実はアインシュタインは署名以外はタイプ打ちされた文書を墓碑銘として送って来たが、それを速氏の長男が私文書である、アインシュタインの直筆の手紙にあった筆記体の字で全部置き換えるように専門家に頼んで、現在は墓碑銘にはアインシュタイン直筆の筆記体の文書が墓碑銘に載っているという。
この話を聞いて、コメントをしたのだが、アインシュタインは墓碑銘をいわば公文書として捉えていたということである。公文書では明確であることが要求されるので、タイプ打ちの文書となる。その場合でも署名は直筆である。
一方、私文書の場合にはタイプ打ちの文書の場合は冷たい感じとなり、そういうことは避けるのが普通である。

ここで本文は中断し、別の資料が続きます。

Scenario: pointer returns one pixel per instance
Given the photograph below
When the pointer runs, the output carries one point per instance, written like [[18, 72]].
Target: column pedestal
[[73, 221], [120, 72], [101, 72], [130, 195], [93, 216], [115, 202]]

私などはそういう常識も知らなかったので、私文書でもタイプ打ちをして送った苦い経験がある。そういうことをしないものだということはその後で知って恥ずかしい思いをしたものである。
ところが日本人にしてみれば、アインシュタインの直筆の墓碑銘をもらうとこれは価値があるように思ってしまう。その感じ方の食い違いが興味深い。
これはそれぞれの人の生きている文化観が違うので、どちらが良くてどちらが悪いという話ではもちろんないが、その感覚の違いをおもしろく思った。